According to David Morrison, senior market analyst at Trade Nation, both Bitcoin and Ether have demonstrated notable resilience despite growing negative sentiment toward risk assets.

He noted that the two cryptocurrencies have held up well even as global equities—particularly technology stocks—faced significant selling pressure. At the same time, Bitcoin has been rising alongside the U.S. dollar and crude oil, while traditional safe-haven metals such as gold and silver have struggled.

Morrison added that the rebound may partly reflect technical factors. After reaching an all-time high above $126,000 six months ago, Bitcoin lost more than half of its value, dropping to around $60,000 in early February. That sharp correction left the market technically positioned for renewed buying interest. Whether the recovery proves temporary or develops into a more sustained trend remains uncertain.

Despite the recent gains, broader investor appetite for risk remains subdued, as equity markets have experienced sharp declines amid concerns about the economic consequences of the U.S.–Israel conflict with Iran.

One major concern is the war’s potential inflationary impact. Prolonged disruptions to oil supply could push crude prices higher and contribute to global inflation. Such pressures may force major central banks to adopt a more hawkish policy stance, which could weigh on cryptocurrencies and other speculative assets.

Iliya Kalchev, analyst at Nexo Dispatch, said Bitcoin’s rebound from the mid-$60,000 range to above $72,000 suggests the market has stabilized after a brief period of deleveraging. Open interest has recovered to 687,200 BTC—its highest level since late February—while funding rates and trading volume indicators have turned positive.
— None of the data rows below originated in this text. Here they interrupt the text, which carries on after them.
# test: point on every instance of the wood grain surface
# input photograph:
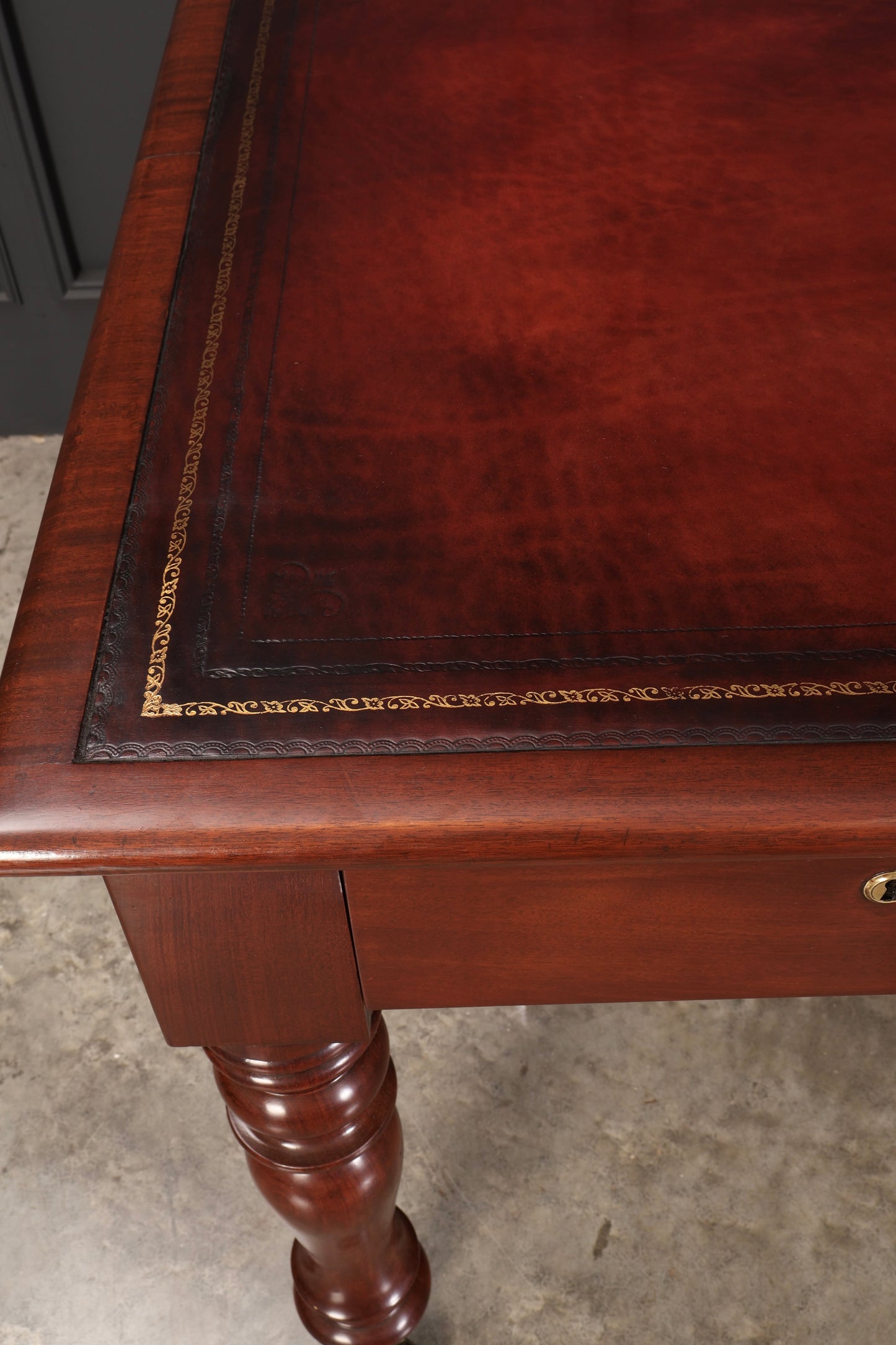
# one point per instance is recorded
(598, 932)
(244, 957)
(748, 801)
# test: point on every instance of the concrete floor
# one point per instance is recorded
(639, 1174)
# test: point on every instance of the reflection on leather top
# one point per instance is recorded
(528, 382)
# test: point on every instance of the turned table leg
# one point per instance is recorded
(324, 1145)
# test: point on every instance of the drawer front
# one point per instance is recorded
(490, 934)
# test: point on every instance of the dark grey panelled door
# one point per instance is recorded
(76, 81)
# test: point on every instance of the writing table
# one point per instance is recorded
(468, 578)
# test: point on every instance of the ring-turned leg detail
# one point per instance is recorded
(324, 1145)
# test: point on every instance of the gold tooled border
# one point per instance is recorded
(171, 573)
(154, 704)
(502, 700)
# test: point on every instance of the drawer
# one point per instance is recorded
(543, 932)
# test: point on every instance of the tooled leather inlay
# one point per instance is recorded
(528, 382)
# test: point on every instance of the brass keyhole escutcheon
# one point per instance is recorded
(882, 888)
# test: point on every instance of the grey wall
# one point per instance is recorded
(76, 81)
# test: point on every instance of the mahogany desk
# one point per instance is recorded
(469, 572)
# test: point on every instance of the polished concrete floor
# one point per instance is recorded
(639, 1174)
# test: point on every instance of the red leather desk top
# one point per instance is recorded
(530, 381)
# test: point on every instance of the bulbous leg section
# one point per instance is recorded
(324, 1145)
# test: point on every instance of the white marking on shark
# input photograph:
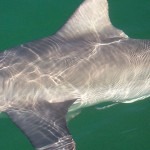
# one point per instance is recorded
(86, 62)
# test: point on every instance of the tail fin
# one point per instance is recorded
(45, 125)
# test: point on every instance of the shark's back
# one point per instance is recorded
(42, 79)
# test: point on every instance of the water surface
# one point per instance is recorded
(120, 127)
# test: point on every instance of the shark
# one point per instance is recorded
(86, 62)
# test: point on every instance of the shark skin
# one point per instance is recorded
(86, 62)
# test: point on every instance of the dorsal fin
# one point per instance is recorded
(91, 17)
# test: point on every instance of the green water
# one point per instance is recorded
(121, 127)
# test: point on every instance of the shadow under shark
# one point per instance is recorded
(88, 61)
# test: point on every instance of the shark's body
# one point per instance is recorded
(86, 62)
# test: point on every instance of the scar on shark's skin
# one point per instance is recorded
(86, 62)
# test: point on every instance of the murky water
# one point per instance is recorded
(104, 126)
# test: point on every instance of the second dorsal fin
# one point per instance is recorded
(91, 17)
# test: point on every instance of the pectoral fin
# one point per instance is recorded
(45, 125)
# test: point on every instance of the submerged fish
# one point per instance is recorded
(86, 62)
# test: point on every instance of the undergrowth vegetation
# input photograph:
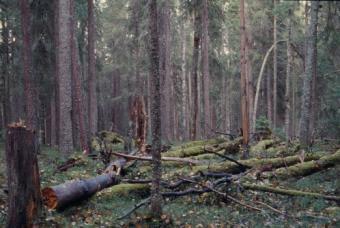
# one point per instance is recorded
(104, 209)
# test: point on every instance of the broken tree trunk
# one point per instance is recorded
(24, 199)
(62, 195)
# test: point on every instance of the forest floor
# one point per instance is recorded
(206, 210)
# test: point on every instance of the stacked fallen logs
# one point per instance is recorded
(62, 195)
(201, 176)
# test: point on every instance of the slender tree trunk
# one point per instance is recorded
(184, 122)
(205, 71)
(249, 73)
(244, 95)
(93, 106)
(29, 88)
(156, 198)
(306, 91)
(195, 105)
(24, 199)
(77, 94)
(56, 79)
(314, 96)
(53, 122)
(64, 78)
(275, 69)
(164, 34)
(5, 71)
(288, 76)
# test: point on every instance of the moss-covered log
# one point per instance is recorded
(106, 140)
(273, 162)
(230, 147)
(270, 148)
(289, 192)
(309, 167)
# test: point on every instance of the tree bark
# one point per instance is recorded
(275, 68)
(164, 59)
(64, 78)
(288, 76)
(184, 103)
(93, 104)
(194, 87)
(306, 91)
(156, 198)
(29, 88)
(6, 103)
(244, 95)
(77, 94)
(205, 71)
(60, 196)
(24, 199)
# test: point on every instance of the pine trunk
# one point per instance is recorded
(156, 198)
(64, 78)
(287, 92)
(164, 58)
(24, 199)
(76, 82)
(93, 106)
(194, 87)
(205, 71)
(31, 115)
(244, 95)
(5, 71)
(310, 62)
(275, 69)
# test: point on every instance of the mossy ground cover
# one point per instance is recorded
(104, 209)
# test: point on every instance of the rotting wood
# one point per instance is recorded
(289, 192)
(230, 147)
(309, 167)
(148, 158)
(60, 196)
(24, 198)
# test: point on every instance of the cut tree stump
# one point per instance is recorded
(24, 197)
(60, 196)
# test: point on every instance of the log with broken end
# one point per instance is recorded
(62, 195)
(308, 167)
(149, 158)
(289, 192)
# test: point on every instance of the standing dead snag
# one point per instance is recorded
(24, 199)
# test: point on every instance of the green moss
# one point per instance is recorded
(128, 190)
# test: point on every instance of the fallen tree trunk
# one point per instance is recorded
(230, 147)
(60, 196)
(24, 198)
(149, 158)
(289, 192)
(307, 168)
(230, 167)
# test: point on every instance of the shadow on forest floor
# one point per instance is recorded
(103, 209)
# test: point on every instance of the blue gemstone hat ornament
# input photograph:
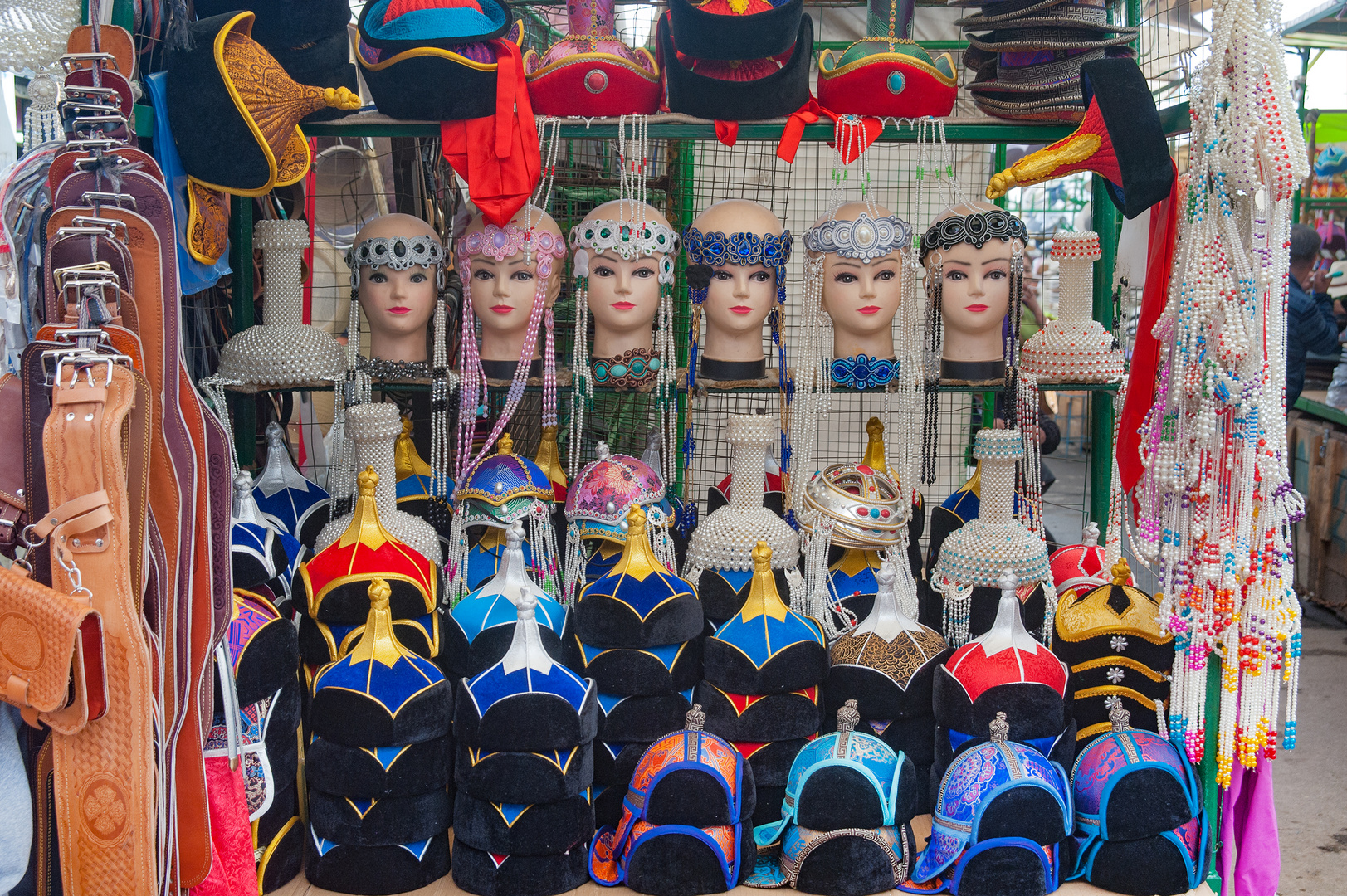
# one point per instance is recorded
(500, 489)
(291, 501)
(1011, 788)
(977, 553)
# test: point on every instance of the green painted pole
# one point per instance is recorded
(1106, 222)
(244, 407)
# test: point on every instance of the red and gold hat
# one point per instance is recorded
(886, 73)
(590, 71)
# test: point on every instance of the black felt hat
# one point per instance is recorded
(279, 840)
(776, 717)
(774, 96)
(709, 36)
(480, 872)
(382, 822)
(628, 720)
(642, 673)
(507, 777)
(375, 870)
(286, 23)
(378, 772)
(514, 829)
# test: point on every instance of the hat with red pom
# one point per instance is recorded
(886, 73)
(592, 71)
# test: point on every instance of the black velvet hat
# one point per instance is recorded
(378, 772)
(380, 822)
(375, 870)
(629, 720)
(507, 777)
(720, 36)
(519, 829)
(489, 874)
(776, 717)
(776, 95)
(380, 694)
(527, 701)
(286, 23)
(279, 838)
(640, 604)
(642, 671)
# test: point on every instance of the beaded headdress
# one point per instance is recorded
(398, 254)
(629, 236)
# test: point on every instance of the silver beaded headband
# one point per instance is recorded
(396, 252)
(865, 239)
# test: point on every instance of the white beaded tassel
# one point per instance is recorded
(373, 430)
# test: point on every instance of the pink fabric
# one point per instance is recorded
(1249, 824)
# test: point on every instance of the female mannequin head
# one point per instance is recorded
(861, 294)
(624, 280)
(741, 250)
(398, 298)
(503, 279)
(974, 267)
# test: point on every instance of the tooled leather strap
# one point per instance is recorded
(105, 775)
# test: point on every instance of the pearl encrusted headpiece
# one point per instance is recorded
(865, 239)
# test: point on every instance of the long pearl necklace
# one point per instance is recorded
(1215, 500)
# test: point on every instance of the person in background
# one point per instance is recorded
(1310, 313)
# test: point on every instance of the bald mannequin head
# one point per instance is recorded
(398, 304)
(624, 294)
(862, 297)
(739, 297)
(503, 291)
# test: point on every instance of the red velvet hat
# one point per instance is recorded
(590, 71)
(886, 73)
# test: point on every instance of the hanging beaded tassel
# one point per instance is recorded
(1217, 504)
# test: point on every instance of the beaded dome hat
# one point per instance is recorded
(592, 71)
(337, 578)
(886, 73)
(977, 553)
(481, 627)
(1001, 788)
(283, 494)
(1075, 348)
(597, 505)
(1003, 671)
(380, 694)
(283, 351)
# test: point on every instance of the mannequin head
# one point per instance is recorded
(503, 287)
(739, 297)
(624, 293)
(862, 297)
(398, 304)
(975, 285)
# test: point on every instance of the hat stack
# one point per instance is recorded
(1005, 671)
(764, 670)
(1028, 54)
(378, 767)
(525, 759)
(335, 606)
(264, 663)
(685, 826)
(843, 827)
(1001, 821)
(1111, 639)
(886, 666)
(309, 39)
(1140, 826)
(639, 632)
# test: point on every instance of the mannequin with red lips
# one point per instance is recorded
(739, 297)
(503, 297)
(398, 304)
(974, 304)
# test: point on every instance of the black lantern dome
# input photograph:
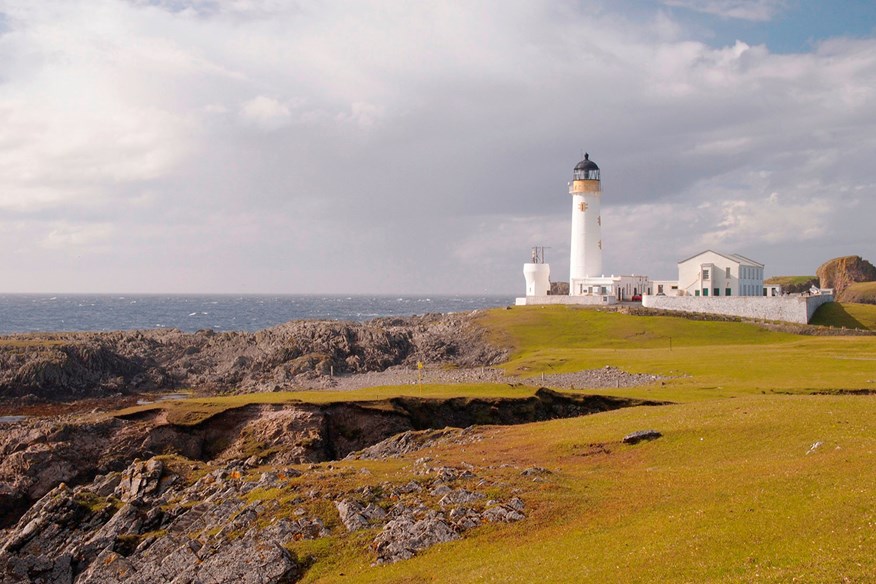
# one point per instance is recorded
(586, 169)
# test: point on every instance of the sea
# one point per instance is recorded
(23, 313)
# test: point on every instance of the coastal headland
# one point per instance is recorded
(550, 443)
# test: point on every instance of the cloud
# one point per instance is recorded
(753, 10)
(392, 147)
(266, 113)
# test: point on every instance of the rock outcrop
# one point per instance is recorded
(64, 366)
(38, 455)
(172, 520)
(840, 273)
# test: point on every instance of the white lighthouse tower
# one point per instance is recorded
(585, 261)
(588, 285)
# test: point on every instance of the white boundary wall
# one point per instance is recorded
(594, 300)
(798, 309)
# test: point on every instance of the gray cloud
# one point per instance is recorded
(385, 147)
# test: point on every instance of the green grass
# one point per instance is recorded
(705, 360)
(786, 281)
(732, 492)
(189, 412)
(862, 292)
(846, 315)
(729, 494)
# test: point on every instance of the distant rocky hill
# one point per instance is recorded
(841, 273)
(860, 293)
(793, 284)
(65, 366)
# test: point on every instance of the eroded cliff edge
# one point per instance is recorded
(66, 366)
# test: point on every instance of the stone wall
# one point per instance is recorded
(798, 309)
(595, 300)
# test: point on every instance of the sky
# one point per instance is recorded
(387, 147)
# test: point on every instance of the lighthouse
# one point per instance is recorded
(588, 284)
(585, 260)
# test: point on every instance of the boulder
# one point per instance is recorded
(641, 436)
(402, 538)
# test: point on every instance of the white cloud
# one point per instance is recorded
(402, 146)
(266, 113)
(754, 10)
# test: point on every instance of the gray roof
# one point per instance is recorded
(732, 257)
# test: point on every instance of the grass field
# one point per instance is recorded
(847, 315)
(756, 478)
(706, 359)
(733, 492)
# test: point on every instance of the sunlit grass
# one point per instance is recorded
(847, 314)
(704, 359)
(728, 494)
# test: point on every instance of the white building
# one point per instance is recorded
(711, 273)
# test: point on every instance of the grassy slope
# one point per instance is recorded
(786, 281)
(862, 292)
(706, 360)
(728, 494)
(847, 314)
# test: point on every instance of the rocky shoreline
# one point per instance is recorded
(89, 496)
(136, 498)
(75, 366)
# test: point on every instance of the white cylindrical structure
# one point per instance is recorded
(538, 279)
(585, 260)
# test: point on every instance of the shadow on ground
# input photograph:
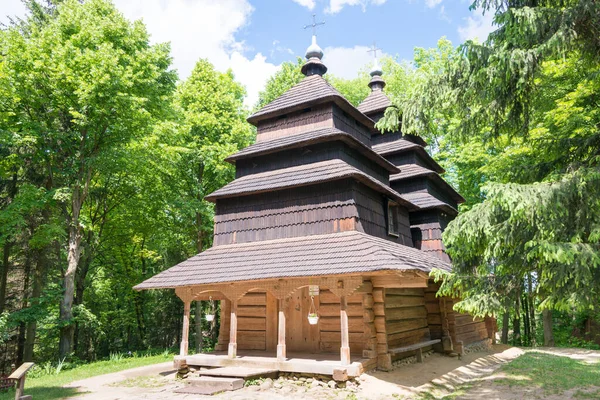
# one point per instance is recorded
(437, 366)
(42, 392)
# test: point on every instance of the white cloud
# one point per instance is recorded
(478, 26)
(336, 6)
(203, 29)
(310, 4)
(196, 29)
(345, 62)
(11, 8)
(432, 3)
(252, 73)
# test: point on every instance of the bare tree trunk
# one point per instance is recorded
(24, 303)
(532, 310)
(80, 276)
(12, 192)
(548, 333)
(517, 323)
(198, 323)
(526, 323)
(505, 322)
(67, 330)
(40, 269)
(4, 274)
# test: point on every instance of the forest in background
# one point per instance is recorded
(105, 157)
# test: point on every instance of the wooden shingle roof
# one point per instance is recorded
(309, 138)
(311, 91)
(400, 146)
(397, 146)
(376, 101)
(410, 171)
(426, 201)
(318, 255)
(303, 175)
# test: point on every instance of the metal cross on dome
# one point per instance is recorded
(373, 50)
(314, 25)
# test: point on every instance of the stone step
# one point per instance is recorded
(240, 372)
(198, 390)
(216, 382)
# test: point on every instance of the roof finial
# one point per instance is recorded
(314, 54)
(376, 83)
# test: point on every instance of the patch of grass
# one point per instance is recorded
(49, 387)
(441, 393)
(553, 374)
(141, 382)
(587, 394)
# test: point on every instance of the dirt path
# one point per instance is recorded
(438, 375)
(491, 389)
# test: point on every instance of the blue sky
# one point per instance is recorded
(253, 37)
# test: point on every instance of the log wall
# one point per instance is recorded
(372, 216)
(257, 323)
(405, 318)
(469, 330)
(329, 322)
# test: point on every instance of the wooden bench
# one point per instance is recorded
(19, 376)
(417, 346)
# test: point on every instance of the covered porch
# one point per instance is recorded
(271, 319)
(300, 363)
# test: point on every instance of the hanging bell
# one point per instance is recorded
(313, 317)
(210, 316)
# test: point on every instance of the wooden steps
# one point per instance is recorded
(240, 372)
(211, 385)
(224, 379)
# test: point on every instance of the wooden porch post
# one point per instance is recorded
(232, 353)
(345, 349)
(183, 349)
(281, 356)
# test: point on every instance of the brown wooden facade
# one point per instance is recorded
(321, 175)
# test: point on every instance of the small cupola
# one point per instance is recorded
(314, 54)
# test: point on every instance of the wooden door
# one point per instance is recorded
(300, 335)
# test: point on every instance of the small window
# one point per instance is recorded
(393, 223)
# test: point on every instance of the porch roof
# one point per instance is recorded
(318, 255)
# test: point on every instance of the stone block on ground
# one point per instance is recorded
(220, 383)
(340, 374)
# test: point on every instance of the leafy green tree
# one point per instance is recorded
(84, 83)
(526, 106)
(280, 82)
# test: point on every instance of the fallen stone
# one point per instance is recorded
(267, 384)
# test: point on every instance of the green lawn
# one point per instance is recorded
(48, 387)
(550, 373)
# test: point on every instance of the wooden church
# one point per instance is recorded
(324, 242)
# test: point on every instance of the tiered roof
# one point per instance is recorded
(317, 255)
(349, 252)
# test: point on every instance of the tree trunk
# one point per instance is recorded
(198, 323)
(12, 192)
(517, 323)
(526, 324)
(38, 278)
(548, 333)
(67, 329)
(505, 322)
(4, 274)
(24, 304)
(80, 276)
(532, 310)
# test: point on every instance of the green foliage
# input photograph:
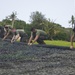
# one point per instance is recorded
(37, 20)
(19, 24)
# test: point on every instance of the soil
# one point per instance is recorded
(21, 59)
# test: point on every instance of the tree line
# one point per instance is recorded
(38, 20)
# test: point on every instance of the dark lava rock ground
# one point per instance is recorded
(21, 59)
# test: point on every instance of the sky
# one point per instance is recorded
(59, 11)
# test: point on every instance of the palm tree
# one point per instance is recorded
(72, 20)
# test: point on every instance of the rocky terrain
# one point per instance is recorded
(21, 59)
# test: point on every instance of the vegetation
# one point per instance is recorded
(39, 21)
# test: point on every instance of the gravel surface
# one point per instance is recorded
(21, 59)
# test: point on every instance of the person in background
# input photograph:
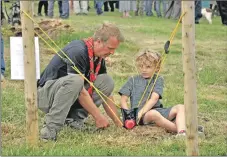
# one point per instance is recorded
(63, 8)
(222, 5)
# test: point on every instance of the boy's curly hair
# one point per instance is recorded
(148, 57)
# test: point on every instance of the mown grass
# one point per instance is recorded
(211, 64)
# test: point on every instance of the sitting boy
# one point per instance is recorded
(150, 110)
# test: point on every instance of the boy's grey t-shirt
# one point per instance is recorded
(135, 87)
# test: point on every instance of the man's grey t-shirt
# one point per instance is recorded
(78, 53)
(135, 87)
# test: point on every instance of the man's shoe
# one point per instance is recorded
(48, 133)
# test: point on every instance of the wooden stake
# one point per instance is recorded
(29, 74)
(190, 100)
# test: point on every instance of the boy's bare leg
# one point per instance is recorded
(158, 119)
(178, 112)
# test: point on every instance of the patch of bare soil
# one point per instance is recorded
(52, 27)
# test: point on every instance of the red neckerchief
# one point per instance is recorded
(93, 74)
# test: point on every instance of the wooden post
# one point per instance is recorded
(29, 74)
(190, 100)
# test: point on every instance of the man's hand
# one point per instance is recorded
(101, 122)
(111, 111)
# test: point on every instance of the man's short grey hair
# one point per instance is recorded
(106, 31)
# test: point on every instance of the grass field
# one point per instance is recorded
(211, 62)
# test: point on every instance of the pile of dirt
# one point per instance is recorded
(52, 27)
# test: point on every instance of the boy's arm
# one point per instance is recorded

Meanwhile, implied volatility has dropped to a two-week low of 55%.

Inflation data meets expectations

U.S. inflation figures released earlier showed price pressures broadly in line with forecasts but still above the level preferred by the Federal Reserve.

The Personal Consumption Expenditures (PCE) price index, the Fed’s preferred inflation gauge, rose 0.4% month-on-month in January, matching expectations. On an annual basis, core PCE increased 3.1%, also in line with estimates and still well above the central bank’s 2% target.

The Fed closely monitors the core PCE index because it reflects a broader range of consumer spending than the Consumer Price Index and captures shifts in purchasing behavior.

Earlier data from the U.S. Department of Labor showed that February’s headline CPI rose 2.4% year-on-year, while core CPI increased 2.5%—the lowest reading since March 2021, though still above the Fed’s target.

The Federal Reserve is scheduled to announce its next interest-rate decision on Wednesday, with markets currently pricing in an almost certain probability that the Federal Open Market Committee will keep rates unchanged.

Altcoins mostly higher, $TRUMP token surges

The broader cryptocurrency market also moved higher on Friday in line with Bitcoin.

Ether gained 1.3% to $2,089.11, while XRP rose 1.2% to $1.3950. BNB, Cardano, and Solana increased 0.6%, 0.8%, and 2.2%, respectively.

Among memecoins, Dogecoin added 1.4%, while the $TRUMP token surged 30%. The rally followed news of an exclusive cryptocurrency and business conference at Mar-a-Lago, where President Donald Trump is expected to deliver a keynote speech, prompting traders to accumulate the token ahead of an April 25 gala luncheon.

Despite the recent rebound, most altcoins—like Bitcoin—remain significantly below their highs from recent months, with overall sentiment toward the crypto sector still fragile.